In der Königstraße Nummer 16 war 1874 das neue Rosenheimer Amtsgericht gebaut worden. Damals hieß es allerdings noch Stadt- und Landgericht und war seit der Trennung von Justiz und Verwaltung im Jahr 1861 nun für zivile Streitigkeiten bis zu einem Streitwert von 150 Gulden und geringfügige, strafrechtliche Handlungen zuständig.

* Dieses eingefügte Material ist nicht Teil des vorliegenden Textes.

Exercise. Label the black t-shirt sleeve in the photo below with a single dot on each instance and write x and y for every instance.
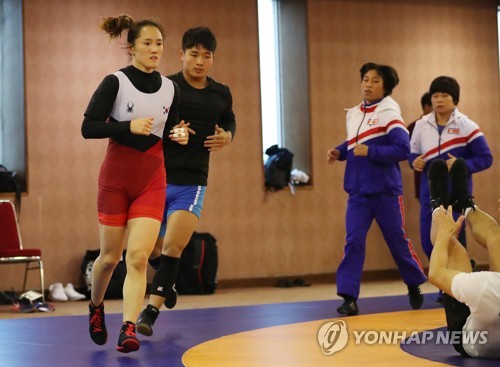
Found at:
(227, 118)
(173, 114)
(96, 122)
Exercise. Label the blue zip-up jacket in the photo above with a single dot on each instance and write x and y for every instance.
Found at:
(380, 127)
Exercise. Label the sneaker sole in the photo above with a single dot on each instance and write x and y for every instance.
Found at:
(144, 329)
(129, 345)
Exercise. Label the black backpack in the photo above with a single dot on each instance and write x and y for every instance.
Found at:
(277, 168)
(198, 265)
(8, 183)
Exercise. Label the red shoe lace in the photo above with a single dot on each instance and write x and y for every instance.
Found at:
(130, 330)
(96, 320)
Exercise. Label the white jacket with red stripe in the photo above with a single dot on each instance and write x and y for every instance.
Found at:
(461, 137)
(380, 127)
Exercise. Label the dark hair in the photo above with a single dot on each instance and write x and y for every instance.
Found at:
(426, 100)
(199, 36)
(388, 73)
(446, 84)
(114, 26)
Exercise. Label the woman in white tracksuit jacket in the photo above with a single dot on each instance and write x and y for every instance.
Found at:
(447, 134)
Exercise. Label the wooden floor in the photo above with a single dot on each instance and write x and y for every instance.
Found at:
(290, 344)
(237, 297)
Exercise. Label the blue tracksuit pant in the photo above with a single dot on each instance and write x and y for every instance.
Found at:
(388, 212)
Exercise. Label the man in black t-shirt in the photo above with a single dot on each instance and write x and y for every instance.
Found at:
(206, 106)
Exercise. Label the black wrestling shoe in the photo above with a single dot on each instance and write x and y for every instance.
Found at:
(416, 297)
(171, 298)
(146, 320)
(127, 340)
(460, 196)
(97, 324)
(348, 308)
(437, 178)
(154, 263)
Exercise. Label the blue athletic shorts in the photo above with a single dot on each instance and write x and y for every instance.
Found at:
(189, 198)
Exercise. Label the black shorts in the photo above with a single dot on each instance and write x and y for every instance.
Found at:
(457, 314)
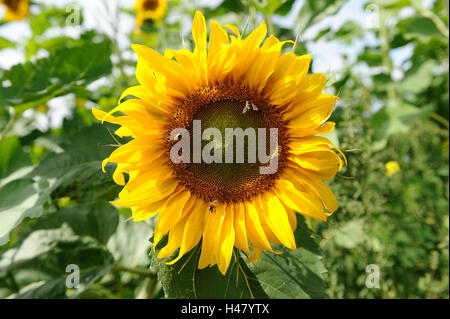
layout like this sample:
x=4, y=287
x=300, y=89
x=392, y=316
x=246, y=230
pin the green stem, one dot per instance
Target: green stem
x=437, y=21
x=269, y=24
x=385, y=47
x=136, y=271
x=10, y=125
x=440, y=119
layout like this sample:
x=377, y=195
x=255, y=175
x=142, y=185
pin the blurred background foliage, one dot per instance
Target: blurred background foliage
x=391, y=215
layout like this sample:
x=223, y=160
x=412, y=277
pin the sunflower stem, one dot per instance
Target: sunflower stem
x=10, y=125
x=136, y=271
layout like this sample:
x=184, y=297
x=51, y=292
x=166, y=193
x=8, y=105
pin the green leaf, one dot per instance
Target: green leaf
x=285, y=7
x=313, y=11
x=98, y=221
x=350, y=234
x=63, y=72
x=5, y=43
x=74, y=173
x=417, y=78
x=184, y=280
x=293, y=274
x=348, y=32
x=50, y=17
x=19, y=199
x=420, y=28
x=128, y=231
x=393, y=119
x=13, y=158
x=37, y=268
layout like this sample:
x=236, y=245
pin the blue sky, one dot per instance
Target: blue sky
x=327, y=54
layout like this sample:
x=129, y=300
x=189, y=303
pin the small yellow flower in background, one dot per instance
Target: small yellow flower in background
x=16, y=9
x=149, y=10
x=232, y=83
x=392, y=167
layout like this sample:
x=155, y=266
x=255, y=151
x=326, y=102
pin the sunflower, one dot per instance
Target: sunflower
x=16, y=9
x=233, y=82
x=152, y=10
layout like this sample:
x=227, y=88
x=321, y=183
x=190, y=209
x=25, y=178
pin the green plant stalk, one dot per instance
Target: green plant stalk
x=385, y=47
x=136, y=271
x=436, y=20
x=10, y=125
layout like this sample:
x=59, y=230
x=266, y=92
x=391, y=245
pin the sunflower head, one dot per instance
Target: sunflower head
x=149, y=10
x=16, y=9
x=190, y=109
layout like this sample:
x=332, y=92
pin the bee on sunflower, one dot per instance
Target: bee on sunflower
x=234, y=82
x=16, y=9
x=149, y=10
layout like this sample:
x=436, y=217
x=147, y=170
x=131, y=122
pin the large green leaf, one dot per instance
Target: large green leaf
x=19, y=199
x=38, y=267
x=98, y=220
x=393, y=119
x=12, y=160
x=184, y=280
x=293, y=274
x=74, y=173
x=64, y=71
x=129, y=245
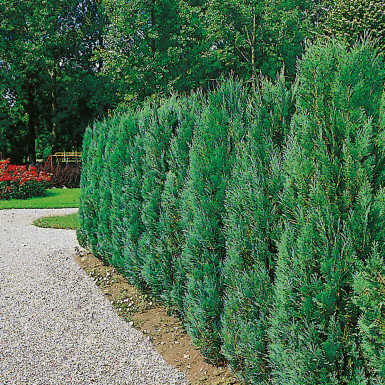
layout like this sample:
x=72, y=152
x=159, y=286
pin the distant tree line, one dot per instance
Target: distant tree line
x=65, y=63
x=257, y=217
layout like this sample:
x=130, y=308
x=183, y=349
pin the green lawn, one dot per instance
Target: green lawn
x=55, y=199
x=60, y=222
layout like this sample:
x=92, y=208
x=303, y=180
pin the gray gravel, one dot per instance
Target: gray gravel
x=56, y=327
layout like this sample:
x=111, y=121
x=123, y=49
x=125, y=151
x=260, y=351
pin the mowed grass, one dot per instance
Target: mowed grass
x=55, y=199
x=59, y=222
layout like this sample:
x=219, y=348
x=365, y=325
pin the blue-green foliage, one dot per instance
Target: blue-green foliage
x=257, y=217
x=332, y=174
x=253, y=230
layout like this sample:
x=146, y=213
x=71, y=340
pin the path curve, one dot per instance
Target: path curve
x=56, y=327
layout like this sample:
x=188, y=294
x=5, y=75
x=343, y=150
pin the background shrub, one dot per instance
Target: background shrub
x=258, y=217
x=21, y=182
x=65, y=175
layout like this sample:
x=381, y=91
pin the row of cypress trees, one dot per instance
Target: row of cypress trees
x=258, y=219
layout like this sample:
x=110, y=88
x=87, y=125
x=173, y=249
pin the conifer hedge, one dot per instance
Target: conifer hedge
x=257, y=218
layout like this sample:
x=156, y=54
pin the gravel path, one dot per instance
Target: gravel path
x=56, y=327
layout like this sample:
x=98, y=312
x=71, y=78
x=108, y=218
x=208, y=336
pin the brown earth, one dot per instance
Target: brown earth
x=164, y=331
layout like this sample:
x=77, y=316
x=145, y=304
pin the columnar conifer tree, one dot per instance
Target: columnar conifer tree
x=95, y=143
x=121, y=159
x=171, y=235
x=131, y=225
x=157, y=137
x=221, y=124
x=333, y=161
x=253, y=231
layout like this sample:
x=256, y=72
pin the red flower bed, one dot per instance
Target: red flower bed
x=21, y=182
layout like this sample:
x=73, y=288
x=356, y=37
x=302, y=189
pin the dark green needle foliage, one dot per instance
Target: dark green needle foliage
x=90, y=198
x=334, y=164
x=257, y=216
x=171, y=234
x=156, y=141
x=253, y=231
x=221, y=125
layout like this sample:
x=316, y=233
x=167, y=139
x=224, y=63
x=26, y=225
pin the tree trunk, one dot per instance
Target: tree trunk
x=31, y=127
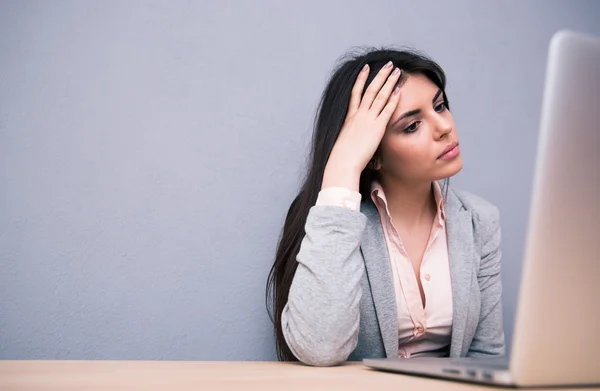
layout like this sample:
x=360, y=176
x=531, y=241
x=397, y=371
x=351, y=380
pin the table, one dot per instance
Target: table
x=201, y=376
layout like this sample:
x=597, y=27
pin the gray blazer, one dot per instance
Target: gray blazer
x=342, y=304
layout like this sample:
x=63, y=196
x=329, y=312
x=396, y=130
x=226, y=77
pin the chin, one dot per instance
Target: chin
x=449, y=169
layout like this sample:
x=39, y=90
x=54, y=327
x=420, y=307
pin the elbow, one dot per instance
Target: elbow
x=321, y=352
x=323, y=356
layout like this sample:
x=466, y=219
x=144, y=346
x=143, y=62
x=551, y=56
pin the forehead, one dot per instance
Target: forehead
x=417, y=91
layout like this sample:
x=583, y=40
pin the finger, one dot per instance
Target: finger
x=358, y=88
x=390, y=107
x=385, y=92
x=375, y=86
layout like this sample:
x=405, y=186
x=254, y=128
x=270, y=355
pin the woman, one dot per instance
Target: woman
x=377, y=259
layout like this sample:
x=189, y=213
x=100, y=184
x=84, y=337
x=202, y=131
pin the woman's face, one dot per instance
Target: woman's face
x=419, y=133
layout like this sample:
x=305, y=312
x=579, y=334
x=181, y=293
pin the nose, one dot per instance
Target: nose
x=443, y=126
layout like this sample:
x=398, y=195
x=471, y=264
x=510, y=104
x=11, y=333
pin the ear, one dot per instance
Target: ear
x=374, y=164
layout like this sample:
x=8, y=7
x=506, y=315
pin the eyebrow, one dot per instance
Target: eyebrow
x=417, y=111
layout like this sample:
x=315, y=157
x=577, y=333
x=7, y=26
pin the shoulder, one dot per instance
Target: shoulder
x=486, y=216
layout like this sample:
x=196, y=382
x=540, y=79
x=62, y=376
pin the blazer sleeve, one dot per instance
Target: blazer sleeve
x=489, y=334
x=320, y=321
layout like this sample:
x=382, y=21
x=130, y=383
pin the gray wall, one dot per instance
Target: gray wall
x=149, y=151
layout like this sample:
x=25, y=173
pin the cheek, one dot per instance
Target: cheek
x=405, y=153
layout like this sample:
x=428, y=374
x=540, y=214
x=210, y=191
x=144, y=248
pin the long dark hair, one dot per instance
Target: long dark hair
x=329, y=119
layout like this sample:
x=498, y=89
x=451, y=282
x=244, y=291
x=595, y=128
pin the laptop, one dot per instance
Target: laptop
x=556, y=338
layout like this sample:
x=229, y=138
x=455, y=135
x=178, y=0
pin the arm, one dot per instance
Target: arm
x=321, y=318
x=489, y=335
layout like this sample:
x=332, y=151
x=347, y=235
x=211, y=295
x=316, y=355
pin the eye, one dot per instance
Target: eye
x=441, y=107
x=412, y=127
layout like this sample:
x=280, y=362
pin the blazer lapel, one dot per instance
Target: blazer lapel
x=377, y=263
x=460, y=250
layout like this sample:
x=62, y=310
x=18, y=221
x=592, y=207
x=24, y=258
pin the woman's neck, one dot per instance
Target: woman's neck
x=410, y=204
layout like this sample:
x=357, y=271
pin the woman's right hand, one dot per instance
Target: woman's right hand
x=363, y=128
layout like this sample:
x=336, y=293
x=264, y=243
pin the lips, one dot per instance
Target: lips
x=450, y=147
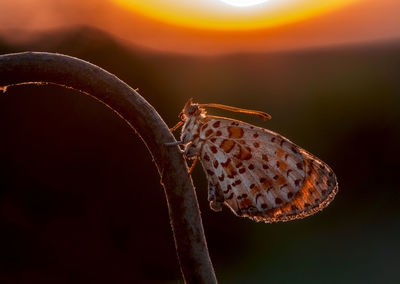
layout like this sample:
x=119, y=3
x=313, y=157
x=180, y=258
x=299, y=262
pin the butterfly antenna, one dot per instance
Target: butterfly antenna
x=261, y=114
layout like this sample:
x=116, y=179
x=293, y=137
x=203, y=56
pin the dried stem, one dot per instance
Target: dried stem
x=191, y=247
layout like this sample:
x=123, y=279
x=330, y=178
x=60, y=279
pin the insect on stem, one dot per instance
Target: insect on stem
x=176, y=126
x=176, y=143
x=261, y=114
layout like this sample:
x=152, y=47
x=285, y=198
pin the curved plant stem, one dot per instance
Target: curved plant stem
x=191, y=247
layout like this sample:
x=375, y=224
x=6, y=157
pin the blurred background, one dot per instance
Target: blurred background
x=81, y=201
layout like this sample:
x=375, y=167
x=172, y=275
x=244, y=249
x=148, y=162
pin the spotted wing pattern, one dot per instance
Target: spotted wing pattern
x=260, y=174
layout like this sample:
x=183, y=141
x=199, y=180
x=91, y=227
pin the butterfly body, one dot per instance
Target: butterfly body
x=257, y=173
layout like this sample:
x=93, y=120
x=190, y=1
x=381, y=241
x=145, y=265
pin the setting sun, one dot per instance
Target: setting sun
x=217, y=15
x=243, y=3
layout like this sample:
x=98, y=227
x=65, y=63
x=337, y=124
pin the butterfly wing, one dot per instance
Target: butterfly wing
x=260, y=174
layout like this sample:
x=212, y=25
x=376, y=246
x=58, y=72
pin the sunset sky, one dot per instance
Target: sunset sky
x=210, y=26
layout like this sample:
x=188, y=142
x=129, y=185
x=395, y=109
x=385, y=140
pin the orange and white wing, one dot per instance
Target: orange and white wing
x=260, y=174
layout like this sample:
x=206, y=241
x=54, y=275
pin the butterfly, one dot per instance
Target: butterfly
x=255, y=172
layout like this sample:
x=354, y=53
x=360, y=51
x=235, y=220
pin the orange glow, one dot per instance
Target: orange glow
x=217, y=15
x=336, y=23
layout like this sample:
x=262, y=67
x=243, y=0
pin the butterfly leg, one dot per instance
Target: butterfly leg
x=193, y=165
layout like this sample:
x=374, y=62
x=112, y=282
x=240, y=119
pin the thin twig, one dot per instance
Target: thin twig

Die Verwaltungsangelegenheiten regelten die neu geschaffenen Bezirksämter. Das Rosenheimer Bezirksamt erhielt 1877 ebenfalls in der Königstraße einen Neubau. Damals hieß die Straße noch Bahnhofstraße, da das heutige Rathaus noch bis 1878 als Bahnhof genutzt wurde. Mit der Verlegung des Bahnhofs wurde die Straße dann in Königstraße umbenannt. Nach dem Gerichtsverfassungsgesetz von 1877 traten an die Stelle der Stadt- und Landgerichte die einheitlichen Amtsgerichte, die mit einem Oberamtsrichter, drei Amtsrichtern, zwei Sekretären, drei Kanzlisten, einem Amtsdiener und einem Amtsdienergehilfen besetzt waren. Das Kalenderbild zeigt vorne links den Zugang zum Rathaus, auf der linken Straßenhälfte ist das Amtsgerichtsgebäude zu sehen. Das kleine Haus davor gehörte dem Schieferdeckermeister Johann Winhart, der es vermutlich 1878 dem Hoflieferanten, Kunstschlossermeister und späteren Kommerzienrat Peter Wolf verkaufte. Wolf richtete einen Kunstschlossereibetrieb ein, den er 1897 wesentlich erweiterte. Die Straße ist zwar schon gekiest, aber noch nicht gepflastert. An der Ecke zum Zugang des Rathauses steht eine Gasstraßenlaterne, die mit der Errichtung der Rosenheimer Gasfabrik 1863 aufgestellt wurde. Das Wohnhaus auf der rechten Seite gehörte der Majorswitwe Albertine Plötz.